By: Mutt Sat, 28 Nov 2009 15:45:22 +0000 I must applaud you on your efforts and clarity. I would ask you to consider adding into your articles a statement telling what OS is being used in each and to which the article might possibly apply since differnet OSes can and will have different reactions. I am using Win 7 and do not know if all of this applies. I am however certain that soon, the great majority will be using it since it appears to be the best ever. That said, even the best can break and so I would like to be prepared. I hope that you would find it in your heart to update with Win 7 results when you have the opportunity. Once again, thanks for all of the work on the behalf of a public that you never get a chance to meet.

By: Ron Tue, 16 Jun 2009 19:07:14 +0000 I tried but fail to restore.
Back up has no problem, verify no problem
But the restored partition simply did not work. Disk was found but partition was not recognized and fail to reboot. (missing kernel dll)

By: Max Fri, 01 May 2009 15:07:07 +0000 First, many thanks to Brian ( for producing these detailed and easy-to-follow tutorials.
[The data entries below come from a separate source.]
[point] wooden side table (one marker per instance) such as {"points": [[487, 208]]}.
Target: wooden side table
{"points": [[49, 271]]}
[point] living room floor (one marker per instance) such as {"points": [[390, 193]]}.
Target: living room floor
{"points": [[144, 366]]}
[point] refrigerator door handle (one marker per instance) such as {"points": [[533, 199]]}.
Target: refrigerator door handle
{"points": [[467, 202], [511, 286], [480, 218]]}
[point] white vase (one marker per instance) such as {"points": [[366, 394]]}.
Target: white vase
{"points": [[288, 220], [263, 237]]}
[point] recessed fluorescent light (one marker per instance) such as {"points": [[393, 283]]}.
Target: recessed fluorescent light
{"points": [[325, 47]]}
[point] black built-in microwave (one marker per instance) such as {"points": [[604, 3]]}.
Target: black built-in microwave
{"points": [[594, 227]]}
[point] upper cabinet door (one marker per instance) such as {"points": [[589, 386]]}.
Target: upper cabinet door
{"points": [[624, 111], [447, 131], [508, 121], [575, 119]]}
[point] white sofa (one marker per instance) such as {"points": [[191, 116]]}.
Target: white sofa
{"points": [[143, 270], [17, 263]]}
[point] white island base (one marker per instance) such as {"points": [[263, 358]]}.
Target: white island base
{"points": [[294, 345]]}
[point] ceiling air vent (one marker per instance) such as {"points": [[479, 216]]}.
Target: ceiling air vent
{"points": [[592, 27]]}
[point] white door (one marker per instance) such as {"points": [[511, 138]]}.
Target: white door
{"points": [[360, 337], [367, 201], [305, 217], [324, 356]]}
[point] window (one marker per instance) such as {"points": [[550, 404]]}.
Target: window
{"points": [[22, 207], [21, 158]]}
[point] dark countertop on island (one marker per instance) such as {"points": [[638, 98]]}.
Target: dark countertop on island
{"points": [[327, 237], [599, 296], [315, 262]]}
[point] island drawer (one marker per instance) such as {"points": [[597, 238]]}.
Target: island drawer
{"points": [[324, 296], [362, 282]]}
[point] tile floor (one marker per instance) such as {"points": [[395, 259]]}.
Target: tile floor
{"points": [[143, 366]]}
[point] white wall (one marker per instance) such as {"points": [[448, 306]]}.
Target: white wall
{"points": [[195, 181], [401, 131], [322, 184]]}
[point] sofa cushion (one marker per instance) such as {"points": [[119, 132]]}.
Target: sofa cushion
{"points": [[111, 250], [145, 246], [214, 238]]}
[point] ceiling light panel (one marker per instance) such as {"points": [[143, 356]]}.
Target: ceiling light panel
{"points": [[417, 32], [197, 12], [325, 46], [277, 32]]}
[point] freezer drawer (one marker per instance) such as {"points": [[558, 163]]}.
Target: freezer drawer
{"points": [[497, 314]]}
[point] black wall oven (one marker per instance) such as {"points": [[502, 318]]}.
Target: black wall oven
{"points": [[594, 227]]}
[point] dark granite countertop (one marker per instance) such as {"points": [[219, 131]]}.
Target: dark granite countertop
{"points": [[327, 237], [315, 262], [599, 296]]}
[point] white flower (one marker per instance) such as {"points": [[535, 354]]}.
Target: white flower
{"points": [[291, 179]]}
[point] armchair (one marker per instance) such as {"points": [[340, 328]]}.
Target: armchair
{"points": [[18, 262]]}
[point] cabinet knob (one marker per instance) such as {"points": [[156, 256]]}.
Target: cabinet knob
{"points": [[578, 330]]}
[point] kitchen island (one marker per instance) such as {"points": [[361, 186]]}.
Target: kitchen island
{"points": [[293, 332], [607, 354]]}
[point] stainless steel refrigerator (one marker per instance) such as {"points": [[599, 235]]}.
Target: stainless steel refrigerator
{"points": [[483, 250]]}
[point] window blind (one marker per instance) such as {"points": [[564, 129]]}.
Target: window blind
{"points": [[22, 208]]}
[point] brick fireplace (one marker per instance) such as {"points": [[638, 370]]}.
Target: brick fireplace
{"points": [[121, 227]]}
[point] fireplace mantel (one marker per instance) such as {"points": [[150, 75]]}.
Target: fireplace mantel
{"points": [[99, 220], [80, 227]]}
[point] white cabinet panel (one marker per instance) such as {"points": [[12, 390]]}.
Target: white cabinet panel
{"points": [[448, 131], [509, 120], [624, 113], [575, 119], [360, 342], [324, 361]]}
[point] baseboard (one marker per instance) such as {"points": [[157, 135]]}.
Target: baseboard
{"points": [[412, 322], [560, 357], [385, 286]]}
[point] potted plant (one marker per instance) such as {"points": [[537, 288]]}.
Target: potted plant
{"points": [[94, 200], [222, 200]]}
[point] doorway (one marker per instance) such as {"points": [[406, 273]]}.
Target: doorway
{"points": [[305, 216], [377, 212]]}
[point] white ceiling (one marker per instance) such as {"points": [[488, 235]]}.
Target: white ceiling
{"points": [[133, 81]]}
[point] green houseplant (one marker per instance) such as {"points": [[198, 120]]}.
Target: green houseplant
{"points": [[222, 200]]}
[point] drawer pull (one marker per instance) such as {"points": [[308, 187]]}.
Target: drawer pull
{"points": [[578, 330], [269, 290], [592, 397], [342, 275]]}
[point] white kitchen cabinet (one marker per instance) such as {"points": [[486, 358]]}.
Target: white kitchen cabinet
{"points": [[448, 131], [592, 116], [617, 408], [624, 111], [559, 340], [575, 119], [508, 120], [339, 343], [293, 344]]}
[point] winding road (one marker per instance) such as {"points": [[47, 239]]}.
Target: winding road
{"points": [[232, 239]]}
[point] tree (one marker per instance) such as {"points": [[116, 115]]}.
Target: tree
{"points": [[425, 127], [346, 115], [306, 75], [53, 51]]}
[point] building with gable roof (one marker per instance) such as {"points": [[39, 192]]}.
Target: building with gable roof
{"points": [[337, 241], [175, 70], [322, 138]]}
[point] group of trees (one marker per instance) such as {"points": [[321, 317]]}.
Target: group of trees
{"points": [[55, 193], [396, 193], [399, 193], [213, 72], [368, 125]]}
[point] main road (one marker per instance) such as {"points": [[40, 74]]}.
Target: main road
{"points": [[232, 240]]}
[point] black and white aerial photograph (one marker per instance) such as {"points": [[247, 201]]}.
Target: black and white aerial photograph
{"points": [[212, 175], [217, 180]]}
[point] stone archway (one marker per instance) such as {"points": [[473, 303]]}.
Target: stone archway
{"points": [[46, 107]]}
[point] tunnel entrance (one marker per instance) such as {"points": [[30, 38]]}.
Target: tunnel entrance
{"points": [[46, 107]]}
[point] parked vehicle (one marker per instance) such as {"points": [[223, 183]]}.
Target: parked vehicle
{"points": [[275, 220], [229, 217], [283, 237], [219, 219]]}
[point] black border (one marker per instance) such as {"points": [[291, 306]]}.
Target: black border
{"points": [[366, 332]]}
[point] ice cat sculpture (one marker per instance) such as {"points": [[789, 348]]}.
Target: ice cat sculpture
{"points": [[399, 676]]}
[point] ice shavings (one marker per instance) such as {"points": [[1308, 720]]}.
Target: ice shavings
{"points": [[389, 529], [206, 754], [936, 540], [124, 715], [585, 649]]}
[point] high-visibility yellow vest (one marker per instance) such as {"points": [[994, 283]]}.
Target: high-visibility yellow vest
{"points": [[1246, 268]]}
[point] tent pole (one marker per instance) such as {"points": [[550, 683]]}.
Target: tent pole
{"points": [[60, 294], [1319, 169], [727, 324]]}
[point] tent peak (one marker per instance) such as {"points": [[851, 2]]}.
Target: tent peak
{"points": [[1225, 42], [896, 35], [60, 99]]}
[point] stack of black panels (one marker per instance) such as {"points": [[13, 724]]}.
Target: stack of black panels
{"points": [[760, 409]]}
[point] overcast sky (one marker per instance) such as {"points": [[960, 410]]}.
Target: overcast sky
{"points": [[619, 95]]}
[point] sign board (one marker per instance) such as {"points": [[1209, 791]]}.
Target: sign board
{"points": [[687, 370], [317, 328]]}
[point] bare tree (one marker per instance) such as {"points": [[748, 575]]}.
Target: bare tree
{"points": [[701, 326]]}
After carefully comparing DriveImage XML, Macrium Reflect Free and DBE, I’ve decided to use DBE.

However, since my Dell’s hard disk has a hidden diagnostics partition, I suspect I’ll have to edit the boot.ini file to point at partion(1) on the new drive, since the old boot.ini (presumably copied over to the system disk image) points to partition(2).

Bryan provided a very clear explantion about this issue.

Can anyone advise how I can make similar amendments to the boot.ini file using the DBE Recovery Media CD or another tool?


By: klaw81 Sun, 26 Apr 2009 04:08:19 +0000 Great article – I’ve just used this tutorial to transfer all data on my laptop’s old 60Gb hard drive to a replacement 160Gb hard drive. It all went well and the new drive is up and running without a hitch, so thank you!

One slight problem – the laptop’s hard drive contained a hidden partition for system recovery as well as the main storage partition. Now that everything is on the new hard drive, the partitions are still the same size, leaving me with 100Gb of unallocated space.

Now I know I can just create a new partition in that space to give me a separate 100Gb drive, but I’d prefer to expand the C: to fill that space instead. Is there a way of doing that without expensive software?